Car insurance is one of the few products we pay for while at the same time hoping we never use it. Insurance is designed to enable us to lessen our risk of financial distress if something bad happens. Accidents, personal injury, natural disasters and theft can all happen. Since your car is a valuable asset, incidents that damage your car can be costly. Incidents that hurt other people can be even more costly.
In theory, you could forgo insurance with the idea that if an accident, theft or natural disaster happened to your car you would pay for the loss out of your own bank account, but most people choose to mitigate their risk by purchasing an insurance policy that “covers” them in the event of bad occurrences. Further, state laws typically require drivers to carry “liability” insurance that pays for the medical care of others injured by an accident they caused.
Here’s the very short course in the various facets of a typical auto insurance policy:
- First, there is collision coverage. This coverage helps pay for damage done to your car in an accident. That accident could be a collision with another car or a collision with an object like a tree, traffic sign, light pole or moose.
- Next, there is comprehensive coverage. This coverage helps pay for damage done to your car in something other than a collision. Of course, there a many ways your car could be damaged besides a collision. It could catch fire. A branch from a tree could fall on it. It could be stolen. It could be damaged in a natural disaster like a flood or a hurricane. It could be vandalized. It could take a rock through the windshield while driving on the freeway. (Duck!)
- Liability insurance covers the costs if you damage someone’s property or injure someone with your car.
- Personal injury protection covers medical costs you and your passengers incur as the result of an accident.
- “Uninsured motorist” protection covers damage to your vehicle if you’re in an accident caused by a driver who doesn’t have insurance or whose insurance is coverage so minimal it doesn’t cover the full amount of damage the driver caused.
This brings us back to the definition of a car insurance deductible.
“An insurance deductible is the out-of-pocket expense the insured agrees to pay toward any repairs resulting from a covered accident,” said Justin Yoshizawa, Director of Product Management at Mercury Insurance. “For example, if you have a $100 deductible and your car sustains $1,000 worth of damage, you must pay $100 of the $1,000 repair cost.”
Car insurance deductibles are typically applied on a per-incident basis, so if you have two accidents the deductible, say $500, would apply to each of those accidents.

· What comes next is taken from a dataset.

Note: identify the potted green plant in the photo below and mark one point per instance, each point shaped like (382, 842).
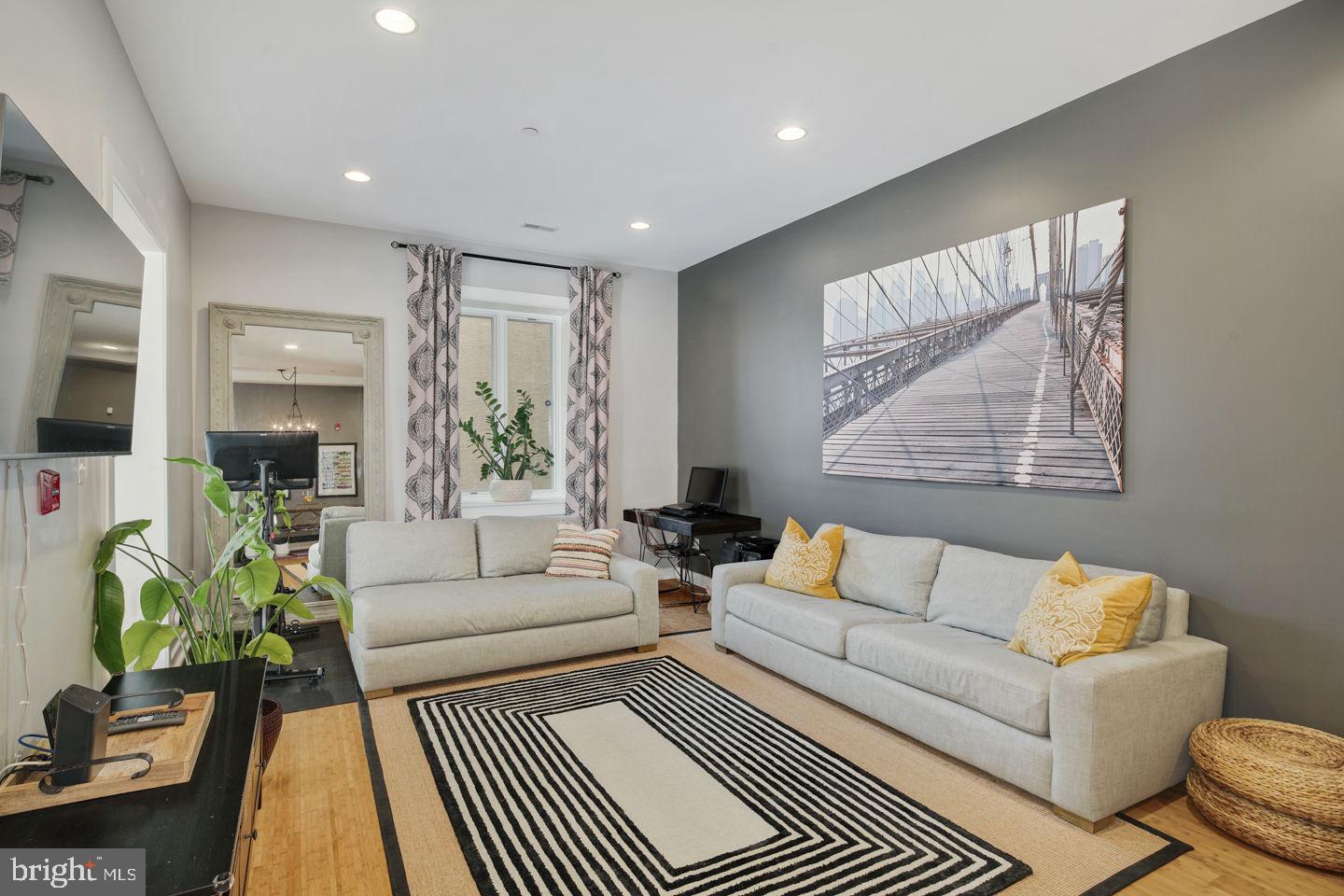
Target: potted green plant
(511, 452)
(253, 504)
(196, 611)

That differs from typical medical insurance in which expenses you pay accrue to a single yearly deductible.
Most car insurance policies have deductibles for collision and comprehensive coverage. Deductibles are less prevalent for other coverages, and liability coverage almost never has any kind of deductible.
Deductibles are designed to reduce costs for insurance companies — and for the insured — by limiting low-dollar “nuisance” claims that are expensive to administer. If you get a small dent or scratch in your car’s paint, it doesn’t make sense to have that inexpensive repair paid for by insurance.
What deductible should you choose?
“Deductibles of $250, $500 or $1,000 are fairly common, however, as a general rule of thumb, the higher the deductible, the lower the rate the insured will pay for the premium,” Mercury Insurance’s Yoshizawa told us. “Plainly stated, the more money you’re willing to pay out-of-pocket towards repairs, the lower your insurance premium will be and vice versa.”